DUNCAN
Dopo aver dato tutte le disposizioni del caso, mi allontanai senza guardarmi indietro, ostentando sicurezza. Takoda, che mi seguiva a ruota, non riusciva a stare zitto, ancora meno del solito.
«Wow! Li hai stesi, amico! Nessuno aveva la più pallida idea di cosa fare, poi sei arrivato tu e...Bang! Ecco la soluzione. E se qualcuno ha qualcosa da obiettare... Tac! C'è una risposta pronta per tutto. Ora sicuramente nessuno avrà alcun dubbio sulla tua leadership!»
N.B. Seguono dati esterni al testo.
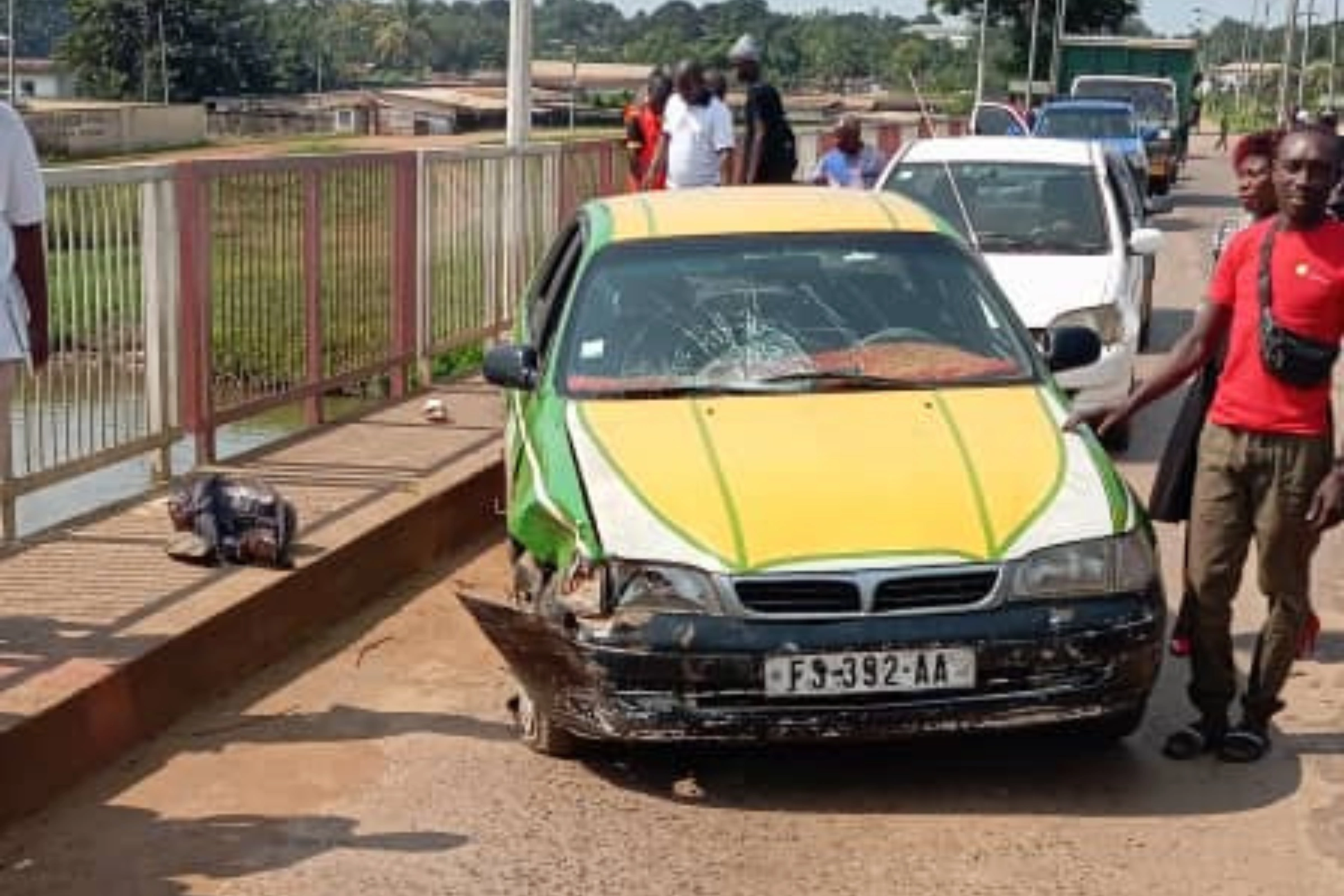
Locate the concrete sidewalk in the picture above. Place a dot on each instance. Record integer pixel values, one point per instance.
(105, 640)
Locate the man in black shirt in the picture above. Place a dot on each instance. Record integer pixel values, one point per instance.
(769, 155)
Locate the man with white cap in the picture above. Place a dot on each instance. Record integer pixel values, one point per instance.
(769, 155)
(24, 268)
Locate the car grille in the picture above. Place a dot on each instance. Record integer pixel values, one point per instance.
(933, 593)
(869, 593)
(800, 595)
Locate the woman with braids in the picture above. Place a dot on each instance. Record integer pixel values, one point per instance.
(1170, 501)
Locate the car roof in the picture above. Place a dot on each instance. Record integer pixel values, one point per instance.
(1103, 105)
(754, 210)
(1043, 151)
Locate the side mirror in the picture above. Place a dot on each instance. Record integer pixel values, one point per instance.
(511, 367)
(1159, 204)
(1072, 347)
(1146, 241)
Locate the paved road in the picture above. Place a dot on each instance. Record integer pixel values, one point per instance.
(380, 760)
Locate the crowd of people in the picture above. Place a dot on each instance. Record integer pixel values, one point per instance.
(682, 133)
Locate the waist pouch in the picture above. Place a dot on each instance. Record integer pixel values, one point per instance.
(1292, 358)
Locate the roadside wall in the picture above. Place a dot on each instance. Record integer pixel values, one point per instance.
(74, 133)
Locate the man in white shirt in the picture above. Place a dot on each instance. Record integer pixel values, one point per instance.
(698, 143)
(24, 267)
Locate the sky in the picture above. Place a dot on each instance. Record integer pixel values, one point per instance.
(1164, 16)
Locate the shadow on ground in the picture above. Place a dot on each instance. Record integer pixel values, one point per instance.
(124, 851)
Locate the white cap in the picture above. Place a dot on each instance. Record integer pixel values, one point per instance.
(745, 50)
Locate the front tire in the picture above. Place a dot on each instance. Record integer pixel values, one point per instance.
(538, 731)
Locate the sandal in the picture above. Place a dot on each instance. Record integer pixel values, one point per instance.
(1244, 745)
(1193, 740)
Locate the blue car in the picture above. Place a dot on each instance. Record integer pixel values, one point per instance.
(1108, 122)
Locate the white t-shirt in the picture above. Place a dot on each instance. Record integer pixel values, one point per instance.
(22, 204)
(698, 136)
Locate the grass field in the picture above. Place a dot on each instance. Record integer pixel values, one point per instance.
(259, 281)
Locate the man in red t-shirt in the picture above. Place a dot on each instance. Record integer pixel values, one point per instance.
(644, 130)
(1267, 465)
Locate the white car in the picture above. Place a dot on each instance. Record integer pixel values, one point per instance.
(1053, 221)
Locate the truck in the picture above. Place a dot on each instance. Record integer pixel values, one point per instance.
(1158, 76)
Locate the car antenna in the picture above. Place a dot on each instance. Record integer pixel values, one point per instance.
(946, 169)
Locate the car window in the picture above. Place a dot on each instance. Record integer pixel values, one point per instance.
(1090, 124)
(788, 314)
(1014, 207)
(553, 285)
(1152, 101)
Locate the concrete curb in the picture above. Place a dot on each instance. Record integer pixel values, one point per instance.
(53, 750)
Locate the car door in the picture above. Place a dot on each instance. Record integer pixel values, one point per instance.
(1130, 217)
(998, 120)
(543, 309)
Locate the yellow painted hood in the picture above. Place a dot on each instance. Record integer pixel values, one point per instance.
(858, 479)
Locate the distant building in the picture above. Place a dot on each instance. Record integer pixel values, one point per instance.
(39, 80)
(958, 35)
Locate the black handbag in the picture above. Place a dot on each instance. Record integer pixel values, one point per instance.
(1295, 359)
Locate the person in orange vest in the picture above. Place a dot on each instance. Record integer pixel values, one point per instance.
(644, 130)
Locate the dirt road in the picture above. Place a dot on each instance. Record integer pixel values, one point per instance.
(380, 760)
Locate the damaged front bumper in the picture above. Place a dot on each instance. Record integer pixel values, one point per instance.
(698, 678)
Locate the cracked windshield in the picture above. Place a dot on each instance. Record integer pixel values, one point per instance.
(788, 314)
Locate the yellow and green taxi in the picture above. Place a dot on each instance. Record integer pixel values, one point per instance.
(781, 463)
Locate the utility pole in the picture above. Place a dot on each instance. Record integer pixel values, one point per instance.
(980, 54)
(1307, 48)
(163, 54)
(1262, 45)
(14, 63)
(1285, 76)
(1247, 55)
(1032, 53)
(575, 81)
(1057, 50)
(1335, 49)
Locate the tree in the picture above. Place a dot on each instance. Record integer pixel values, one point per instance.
(213, 48)
(404, 42)
(39, 25)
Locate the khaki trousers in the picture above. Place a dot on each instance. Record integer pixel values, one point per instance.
(1252, 487)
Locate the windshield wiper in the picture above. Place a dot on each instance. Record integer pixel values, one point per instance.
(844, 378)
(684, 391)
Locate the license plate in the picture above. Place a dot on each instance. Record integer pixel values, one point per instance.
(870, 672)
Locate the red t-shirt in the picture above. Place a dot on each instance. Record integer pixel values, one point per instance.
(643, 132)
(1308, 277)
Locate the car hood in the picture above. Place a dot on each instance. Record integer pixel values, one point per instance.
(1043, 287)
(842, 480)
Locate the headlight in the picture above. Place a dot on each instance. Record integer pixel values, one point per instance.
(1105, 320)
(1119, 564)
(648, 587)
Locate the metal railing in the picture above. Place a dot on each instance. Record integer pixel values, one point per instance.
(108, 394)
(187, 297)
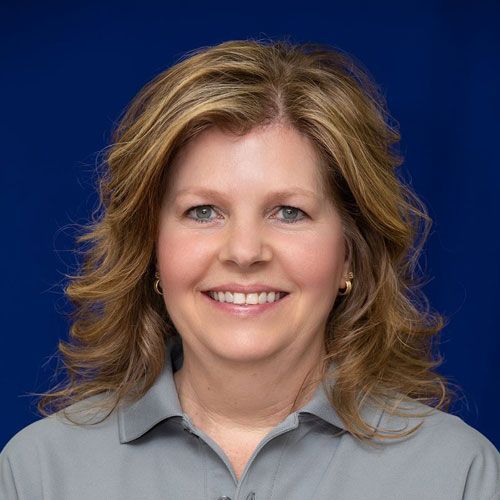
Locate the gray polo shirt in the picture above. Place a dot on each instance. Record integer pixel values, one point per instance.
(150, 450)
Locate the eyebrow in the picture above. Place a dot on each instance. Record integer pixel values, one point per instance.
(280, 195)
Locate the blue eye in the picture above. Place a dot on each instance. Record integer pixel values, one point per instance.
(202, 214)
(201, 211)
(291, 211)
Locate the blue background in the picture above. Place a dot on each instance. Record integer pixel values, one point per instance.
(69, 69)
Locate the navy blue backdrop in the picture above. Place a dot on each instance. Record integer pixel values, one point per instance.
(69, 69)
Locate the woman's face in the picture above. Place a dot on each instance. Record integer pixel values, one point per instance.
(244, 233)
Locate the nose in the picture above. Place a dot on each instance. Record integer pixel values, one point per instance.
(244, 243)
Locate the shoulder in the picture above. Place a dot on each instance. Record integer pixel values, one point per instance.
(50, 441)
(448, 444)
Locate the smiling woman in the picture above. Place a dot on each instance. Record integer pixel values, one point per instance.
(252, 279)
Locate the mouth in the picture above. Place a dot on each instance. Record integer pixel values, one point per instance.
(246, 309)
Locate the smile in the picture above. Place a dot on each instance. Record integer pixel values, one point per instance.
(243, 308)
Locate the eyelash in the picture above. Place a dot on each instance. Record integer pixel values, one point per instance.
(201, 221)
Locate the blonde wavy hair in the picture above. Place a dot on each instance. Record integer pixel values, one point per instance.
(380, 337)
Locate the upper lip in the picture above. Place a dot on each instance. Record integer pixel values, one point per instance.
(235, 287)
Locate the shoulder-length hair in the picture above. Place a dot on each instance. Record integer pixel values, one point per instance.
(380, 336)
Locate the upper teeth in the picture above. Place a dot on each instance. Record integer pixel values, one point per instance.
(242, 298)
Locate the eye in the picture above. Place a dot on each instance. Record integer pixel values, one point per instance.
(202, 214)
(291, 211)
(201, 211)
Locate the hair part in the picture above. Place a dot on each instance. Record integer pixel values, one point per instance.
(380, 337)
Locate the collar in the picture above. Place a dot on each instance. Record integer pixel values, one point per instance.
(161, 402)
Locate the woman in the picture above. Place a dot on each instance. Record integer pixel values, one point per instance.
(251, 279)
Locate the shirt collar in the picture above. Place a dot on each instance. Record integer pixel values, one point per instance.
(161, 402)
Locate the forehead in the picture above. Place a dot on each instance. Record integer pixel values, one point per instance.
(273, 157)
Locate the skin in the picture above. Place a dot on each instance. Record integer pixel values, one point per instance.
(241, 376)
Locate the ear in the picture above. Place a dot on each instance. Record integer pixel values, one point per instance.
(346, 267)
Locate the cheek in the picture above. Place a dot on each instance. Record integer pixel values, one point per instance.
(181, 257)
(316, 261)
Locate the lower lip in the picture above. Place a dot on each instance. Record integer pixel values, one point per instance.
(245, 309)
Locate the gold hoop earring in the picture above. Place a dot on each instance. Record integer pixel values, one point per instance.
(348, 285)
(156, 284)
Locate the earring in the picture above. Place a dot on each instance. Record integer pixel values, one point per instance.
(348, 285)
(156, 284)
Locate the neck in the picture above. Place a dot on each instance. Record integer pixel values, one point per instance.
(251, 397)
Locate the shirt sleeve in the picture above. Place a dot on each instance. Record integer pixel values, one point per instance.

Non sapendo come fare a zittirlo senza mortificarlo, lo lasciai fare, sperando che prima o poi esaurisse gli argomenti.
Forse il suo entusiasmo era incontenibile, o forse amava troppo il suono della propria voce. Sta di fatto che non mi permise di riordinare i miei pensieri nemmeno per un attimo, col risultato che quando, dopo una breve passeggiata, raggiungemmo la nostra meta, ero già nervoso.Come sempre, Elphitephoros ci accolse con cortesia; il suo sorrisetto di circostanza, però, appariva tirato, e la rigidità dei suoi gesti mentre ci preparava personalmente il tè denunciava una certa tensione. Si apprestavano tempi duri per il suo commercio, e il suo progetto di ritornare in patria rischiava di essere compromesso.
Non gli nascosi che farsi carico dei migranti non gli avrebbe fruttato alcun profitto diretto, ma sottolineai come per lui sarebbe stato molto più conveniente se fossimo stati noi a vincere la guerra, e lui si trovò subito d'accordo. Forse perfino con troppa convinzione.
Non avevo dubbi che, nonostante la simpatia che nutriva nei miei confronti, il mercante non avrebbe esitato ad appoggiare l'altra fazione, nel caso si fosse presentata un'occasione in cui avesse scorto un maggiore tornaconto per sé.
Contavo però sul fatto che nessuno all'Alveare l'avesse preso in considerazione come alleato, e che per il momento Winthrop avesse di meglio da fare che dargli ascolto.Temevo che, per il giusto premio, il Cetoniano avrebbe venduto la nostra fragile ribellione, senza perderci il sonno.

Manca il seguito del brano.